それが、ソウル中央地裁での裁判の争点となっているのだから、私たち日本人観客はその真相を知るべくもないが、もしこの映画が描く朴正煕大統領の素顔がホンモノであったとしたら・・・?
<どこか、ユーモラスな雰囲気が・・・?>
この映画は、チャ警護室長、ヤン秘書室長、キム部長という3人の大統領側近と歌手+1人の女子大生が集まった晩餐会の席において、韓国中央情報部長(つまり長官)のキムが直接拳銃の引き金をひいたことによる大統領暗殺という大事件を描いたもの。したがって、緊張感に満ちあふれた映画だろうと予想していたが、意外にどこかユーモラスな雰囲気が・・・?

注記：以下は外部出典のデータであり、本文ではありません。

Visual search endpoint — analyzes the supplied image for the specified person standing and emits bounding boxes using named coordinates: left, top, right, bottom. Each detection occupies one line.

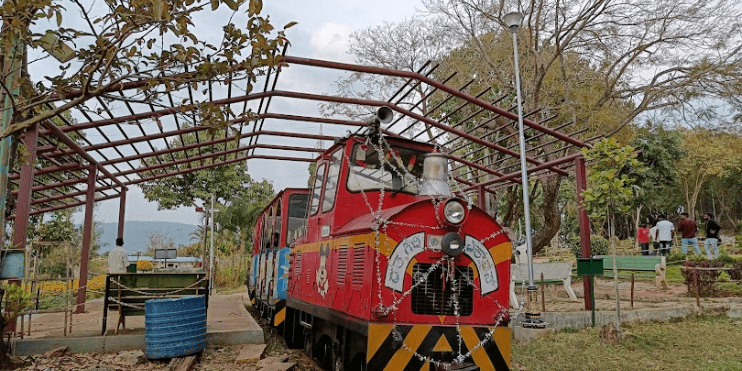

その原因は、どうもこの決行は、キム部長が事前に周到な準備と謀議を重ねたうえでの「イザ、決行!」ということではなく、その場の成り行きで「よし、今夜やるぞ!」と決行に及んだという無計画性のため・・・?そのトバッチリをモロに受けたのが、キム部長の忠実な部下である韓国中央情報部儀典課のチュ課長と現役軍人のミン大佐(キム・ウンス)。そしてまた、チュ課長の下にいたクォン・ヨンジョ(イ・ジェグ)、チャン・ウォンテ(キム・サンホ)、ウォン・サンウク(キム・ソンウク)たち。彼らはいずれもキム部長が「今夜、決行するぞ!」と言われたため、しぶしぶそれにつき合った感さえも・・・?とりわけサンウクなどは「俺は運転手にすぎないから、抜けるヨ」と言って現に抜けかけたが、それができないまま参加してしまうことになり、その結果大変な結末に・・・?
最近とくに横暴ぶりが著しいチャ警護室長に対してキム部長が猛反発し、欲求不満がたまりにたまっていることは、スクリーンを観ているとよく理解できるのだが、それがこんな形で爆発するとは、日本人の私には到底理解できないところ。そのような「大統領暗殺!」という言葉から受ける深刻さ、シリアスさ、緊張感とは異質の、どことなくユーモラスな面を微妙に感じとったのは、多分私だけではないはず・・・。
<大統領暗殺はどんな手順で・・・?>
この映画では、警護室長のチャが「お忍びで」とまでは言わないまでも、完全に大統領が気を許したプライベートな食事会に出席している様子がイキイキと描かれるが、こんな場合大統領の警備はどうなってるの・・・?日本のようなノー天気な国は別として、『SILMIDO(シルミド)』(03年)で描かれたように(『シネマルーム4』202頁参照)、かつて1968年1月に、大統領府(青瓦台)が北朝鮮ゲリラに襲撃された経験をもつ韓国では警備は厳重なはず。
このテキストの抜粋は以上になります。